On the contrary, the impact of 'shape' has not been elucidated yet, since we are lacking reliable shape-sensitive separation techniques. Scientists of the University of Vienna and the International School of Advanced Studies in Triest, have overcome this hurdle. The results were published recently in the journal Macromolecules.
The researchers developed a strategy how to separate knotted ring polymers from unknotted ones. Polymers are long molecules, consisting of the periodic repetition of a building block called a monomer.
Lisa Weiß and Christos Likos of the University of Vienna together with Cristian Micheletti and Mattia Marenda of the International School of Advanced Studies (SISSA) investigated the influence of topology, which is the mathematical precise expression for 'shape', on polymers and how to separate them. Distinct topologies in polymer science are the unknot, which can be imagined as a closed pearl necklace, each pearl representing a monomer, or various knotted structures captured on a ring polymer, corresponding to knotting a necklace and permanently closing it afterwards.
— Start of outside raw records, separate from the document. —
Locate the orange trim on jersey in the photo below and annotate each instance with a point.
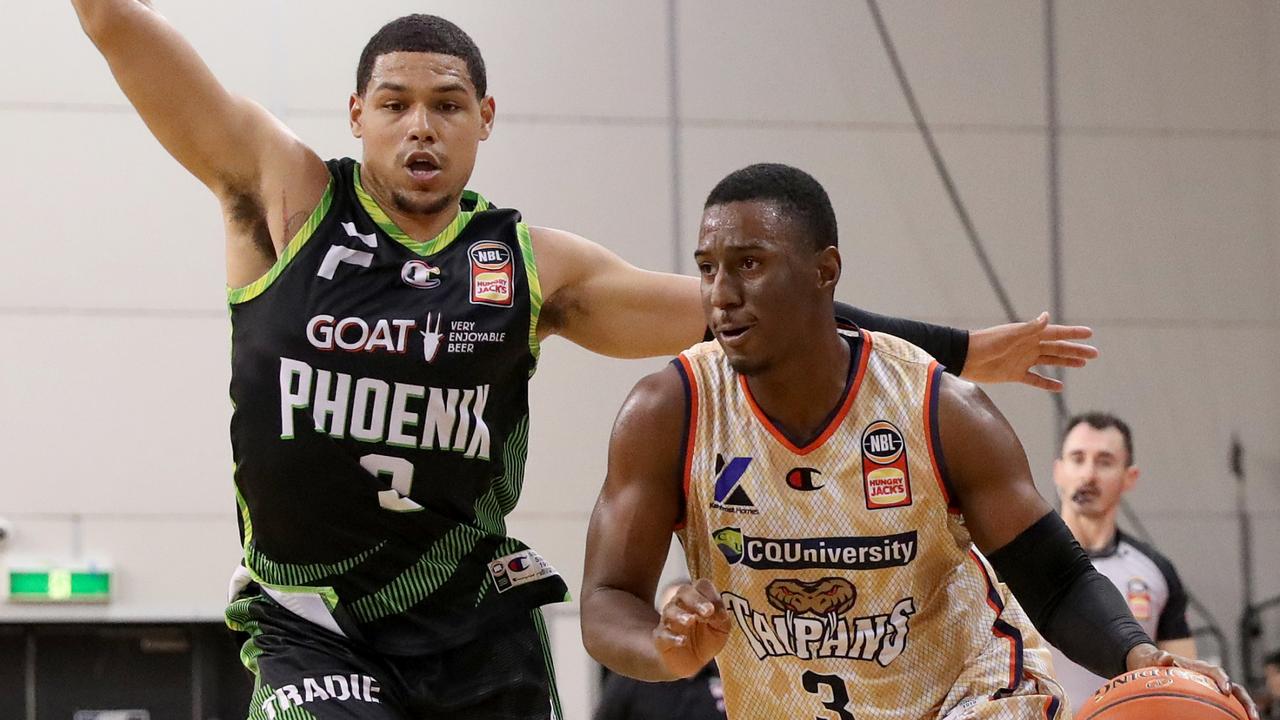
(929, 388)
(691, 437)
(850, 393)
(992, 602)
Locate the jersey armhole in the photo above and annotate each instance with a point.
(935, 437)
(690, 433)
(237, 295)
(535, 288)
The key idea is to use modulated nanochannels; i. e., channels of a small radius, which is increasing and decreasing periodically along the channel axis. On such length and time scales thermal motion, known as well as Brownian motion, is an important player, determining the magnitude of diffusion, a term describing the random displacement of polymers.
Without flow, the channel modulation inverts the ranking of diffusivities compared to an unconfined system, such that the fastest diffusing species in bulk is the slowest in a modulated channel. Unfortunately, due to the random nature of diffusion, it cannot be employed for separation. Therefore, the researchers applied weak flows, using special simulation techniques, which correctly take into account the solvent mediated momentum transfer. For sufficiently small flow strengths they can indeed separate distinctly knotted molecules.
This mechansim is based on the fact that the average transport velocity due to flow is smaller compared to the random displacement per typical polymer time scale, and polymers have enough time to diffusively explore the channel cross-section before being transported to the next chamber. As long as this condition is met, unknotted polymers can be transported up to ten times as fast as their knotted counterparts, leading to a reliable separation. Interestingly, the size of the constriction is not of crucial importance. Nevertheless, the ratio of constriction size to the average size of a knot can be used to control whether the knot is leading or trailing behind the rest of the polymer, establishing thereby preference for different translocation modes.
The collaboration took place in the framework of the Marie-Curie research network Nanotrans, allowing to combine the Viennese knowledge on hydrodynamics with the knot expertise based in Trieste.
This project has received funding from the European Union's Horizon 2020 Research and Innovation Programme under the grant agreement no. 674979-Nanotrans.